Bidirectional Glenn shunt was added during Tetralogy repair in patients with significant residual obstruction. A total of 53 patients between January, 2011 and June, 2018 were included. Final follow-up was conducted in July, 2018.
Mean age at operation was 5.63±3.1 years. Right to left ventricular pressure ratio reduced significantly (0.91±0.09 versus 0.68±0.05; p<0.001) after bidirectional Glenn, avoiding revision in all cases. Glenn pressures at ICU admission decreased significantly by the time of ICU discharge (16.7±3.02 versus 13.5±2.19; p<0.001). Pleural drainage ≥ 7 days was seen in 14 (26.4%) patients. No side effects related to bidirectional Glenn-like facial swelling or veno-venous collaterals were noted. Mortality was 3.7%. Discharge echocardiography showed a mean trans-pulmonary gradient of 32.11±5.62 mmHg that decreased significantly to 25.64±5 (p<0.001) at the time of follow-up. Pulmonary insufficiency was none to mild in 45 (88.2%) and moderate in 6 (11.8%). Mean follow-up was 36.12±25.15 months (range 0.5–90).
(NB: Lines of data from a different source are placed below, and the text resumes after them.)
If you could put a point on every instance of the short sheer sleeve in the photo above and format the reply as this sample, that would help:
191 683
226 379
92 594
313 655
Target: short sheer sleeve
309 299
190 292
There was no interim intervention or death. At follow-up, all the patients were in NYHA functional class 1 with no increase in severity of pulmonary insufficiency.
Supplementary bidirectional Glenn shunt significantly reduced residual right ventricular outflow obstruction during Tetralogy of Fallot repair avoiding revision with satisfactory early and mid-term results.